Good college teaching is the kind that promises to make the teacher finally superfluous, the kind that leads students to want to continue work in the given subject and to be able to, because they have the necessary intellectual equipment to continue work at a more advanced level. A crass way of putting this goal is to say that the good teacher is out to make converts to his or her field--not necessarily to turn students into majors or professionals in the field, but to turn them into adults who will continue learning in that field, either as professionals or as amateurs. William James once said that you could tell an educated person by his or her way of reading the daily newspaper. (Of course James said "his", not "his or her"). That may seem like a fairly low-level goal. But what kind of success could a teacher claim if a student, ten years later, meeting the subject in some journal, popular or learned, turned away from it in disgust or with the conviction that only boredom lay ahead?

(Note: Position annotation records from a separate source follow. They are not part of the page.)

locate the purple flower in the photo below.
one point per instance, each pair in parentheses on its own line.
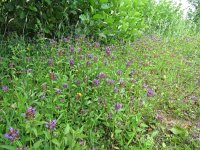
(110,82)
(72,49)
(4,88)
(159,117)
(198,125)
(52,76)
(30,112)
(117,106)
(58,91)
(108,50)
(116,90)
(122,82)
(12,135)
(113,57)
(95,82)
(71,62)
(132,72)
(150,92)
(65,85)
(88,63)
(22,148)
(101,75)
(77,81)
(132,98)
(129,63)
(51,124)
(50,62)
(96,44)
(81,56)
(81,142)
(90,56)
(29,70)
(119,72)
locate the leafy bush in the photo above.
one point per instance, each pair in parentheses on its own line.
(166,19)
(119,19)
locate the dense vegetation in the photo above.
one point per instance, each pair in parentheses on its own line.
(106,74)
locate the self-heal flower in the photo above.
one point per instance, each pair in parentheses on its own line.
(58,91)
(50,62)
(65,85)
(71,62)
(101,75)
(110,82)
(90,56)
(95,82)
(51,124)
(150,92)
(108,50)
(122,82)
(12,135)
(4,88)
(30,112)
(116,90)
(117,106)
(119,72)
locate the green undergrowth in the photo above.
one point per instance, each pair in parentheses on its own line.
(139,95)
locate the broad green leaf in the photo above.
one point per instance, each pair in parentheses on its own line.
(37,144)
(67,128)
(55,141)
(103,1)
(97,16)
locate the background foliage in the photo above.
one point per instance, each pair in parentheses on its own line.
(102,19)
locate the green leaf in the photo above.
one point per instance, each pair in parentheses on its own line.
(103,1)
(105,6)
(97,16)
(35,131)
(67,128)
(7,147)
(178,131)
(55,141)
(33,8)
(37,144)
(48,2)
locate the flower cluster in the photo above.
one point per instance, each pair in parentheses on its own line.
(51,124)
(30,112)
(12,135)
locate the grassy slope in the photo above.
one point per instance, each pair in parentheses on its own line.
(167,120)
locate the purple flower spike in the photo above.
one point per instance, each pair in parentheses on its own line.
(4,88)
(159,117)
(77,81)
(51,124)
(116,90)
(150,92)
(110,82)
(101,75)
(95,82)
(71,62)
(65,85)
(117,106)
(88,63)
(198,125)
(108,50)
(119,72)
(12,135)
(50,62)
(72,49)
(122,82)
(90,56)
(58,91)
(30,112)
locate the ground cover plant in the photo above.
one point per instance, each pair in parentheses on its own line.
(81,94)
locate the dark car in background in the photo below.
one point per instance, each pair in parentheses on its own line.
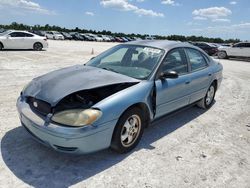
(67,36)
(210,49)
(76,36)
(87,37)
(38,32)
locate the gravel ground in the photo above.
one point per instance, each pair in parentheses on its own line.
(192,148)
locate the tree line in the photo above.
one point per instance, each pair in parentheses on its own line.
(47,27)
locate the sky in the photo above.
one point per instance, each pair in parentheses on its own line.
(209,18)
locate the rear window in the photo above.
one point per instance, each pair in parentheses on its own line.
(196,59)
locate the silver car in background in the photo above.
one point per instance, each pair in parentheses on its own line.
(241,49)
(22,40)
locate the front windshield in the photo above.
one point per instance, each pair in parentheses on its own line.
(131,60)
(5,33)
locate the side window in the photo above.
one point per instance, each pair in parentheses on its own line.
(175,61)
(17,34)
(196,59)
(28,35)
(239,45)
(247,45)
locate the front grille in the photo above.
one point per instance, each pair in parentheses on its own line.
(69,149)
(39,106)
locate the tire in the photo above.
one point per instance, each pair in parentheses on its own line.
(128,130)
(222,55)
(208,100)
(37,46)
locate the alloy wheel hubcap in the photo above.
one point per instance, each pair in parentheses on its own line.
(37,46)
(210,95)
(222,54)
(130,130)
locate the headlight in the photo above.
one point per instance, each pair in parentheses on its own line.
(77,117)
(25,86)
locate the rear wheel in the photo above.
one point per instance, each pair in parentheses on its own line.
(208,100)
(222,55)
(128,130)
(38,46)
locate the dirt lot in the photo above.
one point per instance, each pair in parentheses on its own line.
(193,148)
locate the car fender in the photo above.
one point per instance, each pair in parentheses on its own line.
(113,106)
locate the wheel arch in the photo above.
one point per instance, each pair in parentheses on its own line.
(1,44)
(215,81)
(38,42)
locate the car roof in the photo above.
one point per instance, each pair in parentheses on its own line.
(163,44)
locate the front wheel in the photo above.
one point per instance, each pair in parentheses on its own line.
(208,100)
(37,46)
(128,131)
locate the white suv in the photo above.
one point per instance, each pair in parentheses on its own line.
(241,49)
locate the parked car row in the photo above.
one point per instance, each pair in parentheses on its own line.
(12,39)
(225,51)
(55,35)
(210,49)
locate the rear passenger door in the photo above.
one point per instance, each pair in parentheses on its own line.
(245,50)
(172,94)
(15,40)
(201,75)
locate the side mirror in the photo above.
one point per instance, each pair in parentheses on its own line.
(169,74)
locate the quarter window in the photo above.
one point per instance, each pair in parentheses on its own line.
(196,59)
(28,35)
(175,61)
(247,45)
(17,34)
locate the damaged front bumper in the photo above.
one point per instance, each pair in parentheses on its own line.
(78,140)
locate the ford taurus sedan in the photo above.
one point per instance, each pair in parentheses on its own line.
(22,40)
(110,100)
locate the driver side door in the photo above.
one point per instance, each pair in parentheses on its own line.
(15,40)
(172,94)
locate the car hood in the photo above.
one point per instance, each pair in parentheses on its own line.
(56,85)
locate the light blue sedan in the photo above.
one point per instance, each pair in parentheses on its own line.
(109,101)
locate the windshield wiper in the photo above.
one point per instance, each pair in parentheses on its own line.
(109,69)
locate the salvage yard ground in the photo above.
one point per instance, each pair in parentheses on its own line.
(192,148)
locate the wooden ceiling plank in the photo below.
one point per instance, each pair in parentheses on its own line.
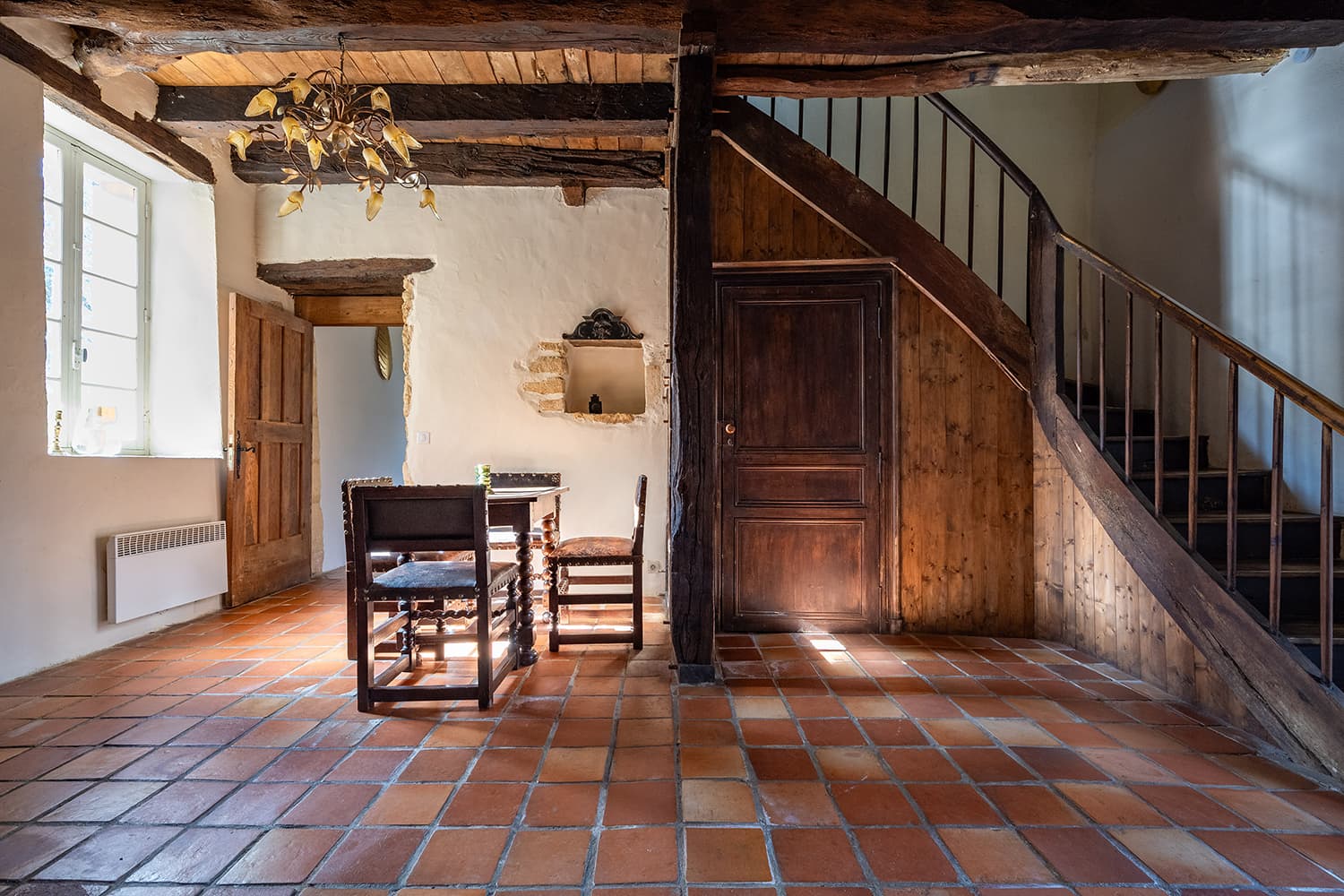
(526,62)
(575,62)
(437,112)
(629,67)
(80,96)
(504,65)
(475,163)
(602,66)
(478,64)
(867,27)
(452,67)
(550,66)
(918,78)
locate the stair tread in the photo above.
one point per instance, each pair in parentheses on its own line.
(1210,471)
(1289,568)
(1249,516)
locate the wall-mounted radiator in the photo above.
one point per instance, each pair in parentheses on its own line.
(163,568)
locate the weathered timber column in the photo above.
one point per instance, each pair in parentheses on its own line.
(694,339)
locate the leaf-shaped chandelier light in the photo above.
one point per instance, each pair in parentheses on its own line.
(349,125)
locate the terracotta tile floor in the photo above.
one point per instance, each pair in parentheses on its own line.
(226,755)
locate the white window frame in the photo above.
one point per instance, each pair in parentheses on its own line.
(74,158)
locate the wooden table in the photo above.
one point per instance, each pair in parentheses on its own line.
(521,511)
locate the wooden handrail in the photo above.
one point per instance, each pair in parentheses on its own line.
(1309,400)
(983,140)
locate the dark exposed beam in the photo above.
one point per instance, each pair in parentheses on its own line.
(870,27)
(81,97)
(343,276)
(441,112)
(918,78)
(492,164)
(691,594)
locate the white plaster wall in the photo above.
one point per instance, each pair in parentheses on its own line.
(1228,195)
(58,511)
(513,266)
(359,421)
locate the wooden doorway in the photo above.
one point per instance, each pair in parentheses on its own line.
(801,432)
(271,427)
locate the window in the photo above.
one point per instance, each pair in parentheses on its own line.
(94,249)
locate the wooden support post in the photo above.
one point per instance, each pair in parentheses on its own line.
(694,338)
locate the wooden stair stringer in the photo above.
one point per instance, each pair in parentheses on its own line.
(871,220)
(1263,670)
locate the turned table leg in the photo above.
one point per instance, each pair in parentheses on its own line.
(526,618)
(553,579)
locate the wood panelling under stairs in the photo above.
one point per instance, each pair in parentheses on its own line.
(962,565)
(1086,594)
(1298,533)
(965,471)
(755,220)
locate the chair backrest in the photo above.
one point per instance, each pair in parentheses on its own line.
(524,479)
(409,519)
(642,490)
(346,521)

What follows for teaching when the teacher tries to ensure that students will want to continue and will be able to continue after the end of ten weeks or a year or four years? Note that our goal is not that the student should want to continue with this teacher; that kind of loving attachment is relatively easy to obtain--and often dangerous when it comes. Love of the teacher is not a goal of teaching but a dispensable and often dangerous byproduct of the goal, which, to repeat, is freedom from the teacher and critical attachment to the subject.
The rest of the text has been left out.